DEMİREL HATIRLATMASI
Baykal, o günlerde Çankaya Köşkü'nde düzenlenen ve siyasi parti liderlerinin katıldığı Devlet Zirvesi'nde konuşulanlara atıfta bulundu. Baykal, Cumhurbaşkanı'nın ‘‘Yazıcıoğlu bana 'Üç polis, Topal'ı öldürdüğünü bana itiraf etti. Aynı itirafı size de yapmaya hazırlar' dedi’’ açıklamasında bulunduğunu hatırlattı, ardından Demirel'e gönderme yaptı, ‘‘Herşeyi üstüne aldı ama çürüttü.’’
Baykal, Susurluk skandalını bütün detayları ile çözmede kararlı görülüyor. Hatta, Başbakan'ın olayı çözmesi için görevlendirdiği Kutlu Savaş'ın son günlerdeki sözlerine de tepki gösteriyor. Savaş'ın da bu işi çözmek istemediğini ima etmekten de çekinmiyor.
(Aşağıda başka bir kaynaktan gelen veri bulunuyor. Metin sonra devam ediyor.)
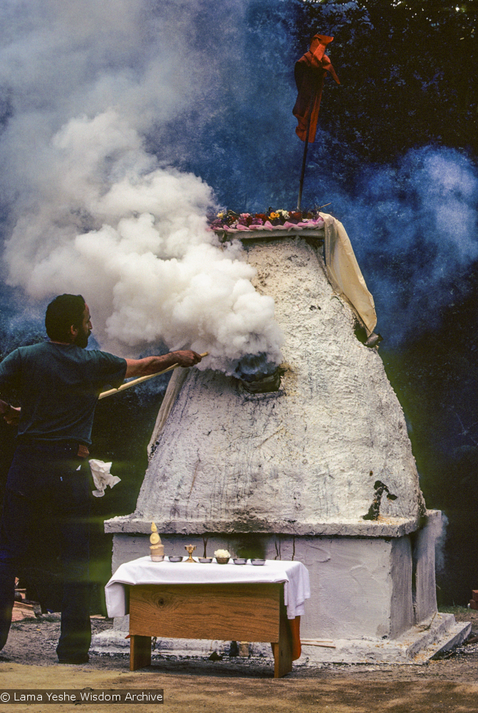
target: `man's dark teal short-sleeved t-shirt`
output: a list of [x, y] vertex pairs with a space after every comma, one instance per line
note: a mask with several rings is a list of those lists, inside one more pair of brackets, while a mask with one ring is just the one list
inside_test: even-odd
[[118, 388], [125, 372], [120, 356], [42, 342], [6, 356], [0, 389], [8, 384], [19, 391], [19, 436], [89, 445], [98, 395], [105, 386]]

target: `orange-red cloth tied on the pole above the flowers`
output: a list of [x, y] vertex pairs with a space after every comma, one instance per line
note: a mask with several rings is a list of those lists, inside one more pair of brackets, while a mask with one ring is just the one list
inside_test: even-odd
[[298, 120], [296, 134], [301, 141], [306, 140], [308, 117], [310, 115], [311, 125], [308, 131], [308, 143], [313, 143], [316, 138], [318, 110], [321, 106], [323, 80], [326, 72], [330, 72], [335, 81], [340, 84], [336, 71], [325, 54], [326, 47], [332, 40], [333, 37], [314, 35], [311, 48], [296, 62], [294, 74], [298, 95], [292, 113]]

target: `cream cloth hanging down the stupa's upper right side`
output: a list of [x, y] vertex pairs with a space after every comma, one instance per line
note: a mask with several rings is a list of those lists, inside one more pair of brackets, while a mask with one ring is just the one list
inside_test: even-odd
[[328, 281], [336, 292], [348, 300], [369, 337], [377, 324], [375, 303], [358, 267], [350, 238], [336, 218], [328, 213], [320, 215], [326, 224], [324, 253]]

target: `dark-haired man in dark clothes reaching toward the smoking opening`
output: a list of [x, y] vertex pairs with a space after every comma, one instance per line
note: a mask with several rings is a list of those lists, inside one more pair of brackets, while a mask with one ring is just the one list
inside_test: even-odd
[[86, 350], [90, 310], [81, 295], [48, 304], [49, 342], [19, 347], [0, 364], [0, 390], [16, 389], [21, 409], [0, 401], [4, 419], [19, 419], [18, 446], [9, 469], [0, 530], [0, 649], [9, 635], [17, 570], [48, 527], [63, 565], [61, 663], [85, 663], [91, 641], [88, 583], [90, 483], [81, 463], [89, 455], [98, 395], [128, 376], [146, 376], [173, 364], [193, 366], [189, 350], [145, 359], [121, 359]]

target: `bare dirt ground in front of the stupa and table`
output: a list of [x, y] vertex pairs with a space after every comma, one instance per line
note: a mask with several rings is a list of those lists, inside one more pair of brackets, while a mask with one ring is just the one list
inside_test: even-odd
[[[457, 620], [472, 621], [478, 635], [478, 612], [454, 611]], [[112, 621], [93, 619], [95, 632]], [[478, 711], [478, 643], [463, 645], [425, 665], [323, 665], [296, 667], [274, 680], [269, 665], [249, 667], [240, 658], [220, 661], [156, 659], [131, 673], [126, 655], [92, 655], [82, 666], [58, 665], [55, 646], [58, 615], [14, 622], [0, 653], [1, 689], [164, 689], [161, 710], [177, 713], [428, 713]], [[1, 693], [1, 691], [0, 691]], [[1, 697], [0, 697], [1, 698]], [[107, 713], [125, 707], [82, 704]], [[128, 704], [133, 712], [157, 704]], [[78, 711], [75, 704], [0, 702], [0, 713]]]

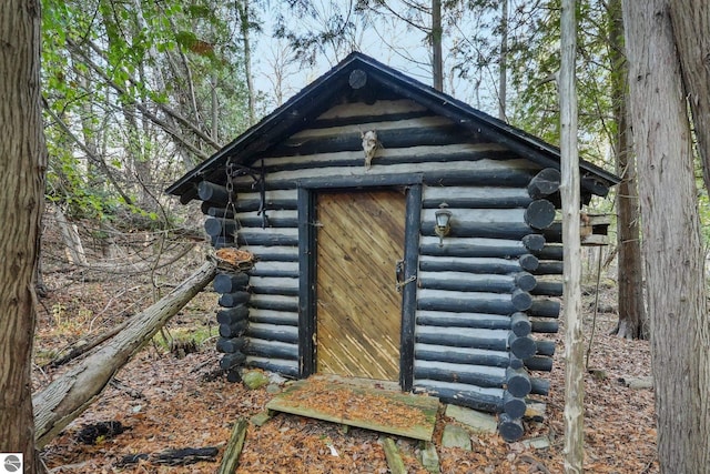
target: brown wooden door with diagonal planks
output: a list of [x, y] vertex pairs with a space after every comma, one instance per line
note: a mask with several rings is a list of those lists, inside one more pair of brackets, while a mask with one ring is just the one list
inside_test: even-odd
[[398, 381], [405, 195], [321, 193], [317, 215], [317, 372]]

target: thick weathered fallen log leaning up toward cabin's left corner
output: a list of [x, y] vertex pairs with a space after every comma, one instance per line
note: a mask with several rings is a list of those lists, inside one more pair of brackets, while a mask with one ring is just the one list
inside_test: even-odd
[[205, 262], [187, 280], [158, 303], [134, 315], [131, 323], [93, 353], [32, 396], [34, 441], [42, 448], [101, 394], [113, 375], [148, 343], [216, 273]]

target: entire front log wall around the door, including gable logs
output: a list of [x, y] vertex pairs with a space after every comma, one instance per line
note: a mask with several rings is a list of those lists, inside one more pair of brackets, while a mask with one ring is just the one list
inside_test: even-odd
[[[231, 209], [223, 184], [207, 183], [201, 192], [213, 245], [236, 244], [257, 258], [250, 271], [246, 363], [298, 375], [298, 189], [417, 182], [424, 195], [415, 385], [519, 420], [525, 396], [511, 400], [507, 387], [514, 383], [518, 395], [527, 385], [530, 393], [544, 391], [535, 376], [520, 381], [551, 367], [550, 349], [540, 353], [531, 333], [551, 331], [539, 321], [559, 312], [548, 297], [557, 288], [534, 288], [538, 275], [561, 272], [555, 239], [546, 240], [555, 233], [547, 229], [555, 205], [545, 198], [545, 182], [541, 193], [528, 190], [540, 168], [408, 100], [344, 103], [311, 125], [253, 163], [265, 172], [263, 183], [234, 178]], [[379, 140], [371, 168], [361, 137], [368, 130]], [[439, 246], [434, 213], [442, 202], [454, 218]], [[527, 316], [530, 334], [519, 329], [526, 321], [514, 332], [514, 314]]]

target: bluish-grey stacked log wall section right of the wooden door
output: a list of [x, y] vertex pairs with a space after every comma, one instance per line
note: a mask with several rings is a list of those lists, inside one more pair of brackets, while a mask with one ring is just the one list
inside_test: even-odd
[[[443, 203], [452, 230], [440, 242], [434, 229]], [[505, 414], [500, 431], [509, 438], [521, 434], [528, 396], [549, 389], [539, 372], [552, 367], [554, 343], [544, 336], [557, 332], [559, 303], [549, 296], [561, 295], [561, 283], [549, 275], [561, 268], [537, 270], [561, 259], [547, 241], [560, 240], [549, 229], [555, 208], [526, 186], [423, 190], [414, 385]]]

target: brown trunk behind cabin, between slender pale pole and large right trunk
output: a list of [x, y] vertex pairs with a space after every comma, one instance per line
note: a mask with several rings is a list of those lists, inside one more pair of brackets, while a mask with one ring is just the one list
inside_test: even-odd
[[615, 333], [627, 339], [648, 339], [648, 316], [643, 302], [643, 271], [639, 230], [639, 194], [636, 180], [636, 157], [631, 152], [631, 131], [627, 110], [628, 64], [623, 53], [623, 18], [621, 0], [609, 2], [609, 58], [613, 117], [617, 124], [613, 137], [617, 174], [617, 249], [619, 323]]

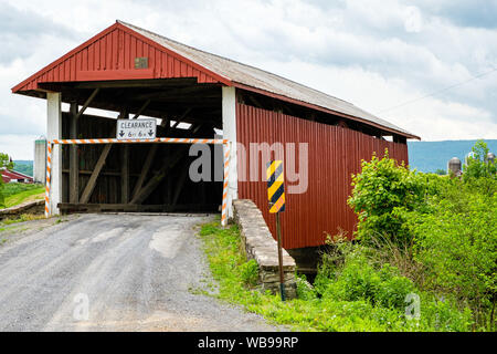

Ama bir gerçek var ki, bu hükümet çözemezse Baykal kolları sıvayıp kendisi çözmekte kararlı görülüyor.
Türkiye Endonezya olmaz
SAFA Ocak ile görüşmemizde konu son günlerde yaşanan borsa krizlerine geldi. Safa Ocak krizin Türkiye'ye yansımasını ise şu cümleyle özetledi: ‘‘Türkiye Endonezya olamaz.’’ Ocak'a göre Güneydoğu Asya'da yaşanan kriz, borçlanma vadelerinin kısa olması ve borçlanma karşılığında yapılan yatırımların uzun olması yüzünden meydana gelmiş. Ocak, ‘‘Bu ülkelere baktığımız zaman Türkiye'deki durumun tersi var. Makro göstergeleri yerli yerinde. Ratingleri yüksek, dış ticaretleri iyi, bütçe açıları çok kötü değil enflasyon normal. Buna rağmen Endonezya'yı 40 milyar dolar, Tayland'ı da 17 milyar dolarlık paketlerle kurtarma programları hazırlanıyor. Nedeni, özel sektörlerinin yapısı Türkiye'dekinden çok daha az esnekliğe sahip. Özel sektör hem çok borçlu, hem de bu borcun servsini yapabilmekte zorluk çekiyor. Halbuki Türkiye'de böyle bir durum yok. Özel sektör yatırımları büyük ölçüde kendi öz kaynaklarıyla yapılıyor. Hatta Türk halkıda çok borçlu değil. Bütçenin gelir yönündeki yapılacak düzeltmelerinin halledilmesi gerekiyor. Bu da verginin geniş tabana yayılmasıyla çözülecek. Yani, vergi kaçakları en adaletsiz vergi olan enflasyona sebep oluyor.